La Inspección de Trabajo y Seguridad Social ha aflorado entre enero y septiembre 7.000 contratos irregulares en Canarias, de los que 6.000 eran temporales que se han convertido en indefinidos y otros 1.000 con jornadas a tiempo parcial inferiores a las que realizaban los trabajadores.

A estos 7.000 hay que añadir los 3.000 empleos de personas que desempeñaban su labor sin contrato.

El plan extraordinario de la Inspección de Trabajo prevé inspeccionar como mínimo 1.280 empresas para vigilar el fraude en la contratación.
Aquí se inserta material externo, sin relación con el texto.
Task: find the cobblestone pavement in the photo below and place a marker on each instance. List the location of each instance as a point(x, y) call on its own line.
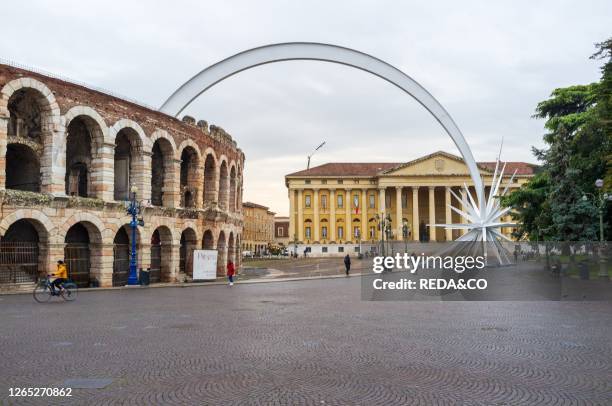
point(305, 342)
point(301, 267)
Esta actuación de refuerzo se sumará a la actividad ordinaria de la Inspección que solo hasta el mes de septiembre ha mejorado la situación laboral de más de 10.000 trabajadores que tenían contratos fraudulentos o carecían de ellos.

La campaña extraordinaria contará con un refuerzo de 32 nuevos inspectores y dará comienzo el 15 de octubre.
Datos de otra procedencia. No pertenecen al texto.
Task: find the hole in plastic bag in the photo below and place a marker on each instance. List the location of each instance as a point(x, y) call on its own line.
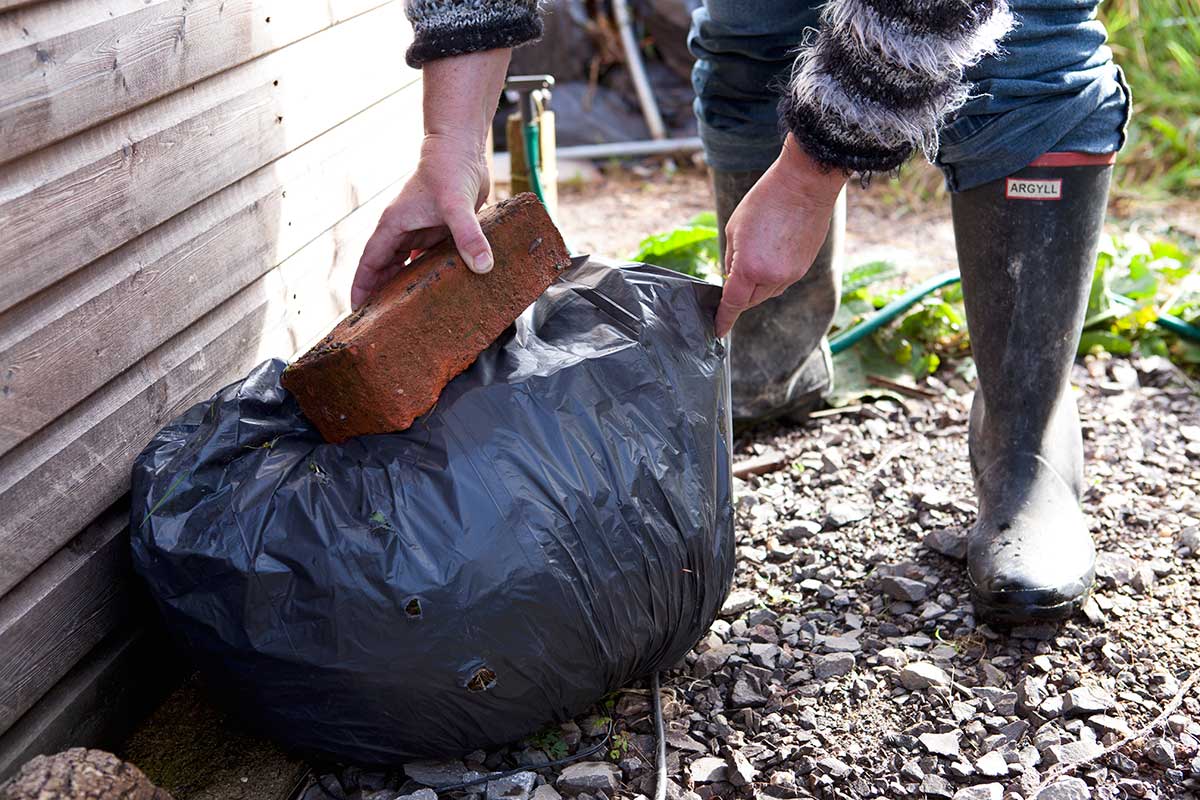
point(483, 680)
El 63% de las empresas canarias reconocieron que cometían irregularidades y modificaron los contratos, tras recibir notificiaciones aleatorias del plan director por un Trabajo Decente.

El plan extraordinario tiene como objetivos constatar la situación de alta en la Seguridad Social de los trabajadores de las empresas que se visiten; comprobar el cumplimiento de las jornadas laborales pactadas; convertir los falsos empleos a tiempo parcial en contratos a tiempo completo; y evaluar la conversión de contratos eventuales que deben transformarse en fijos.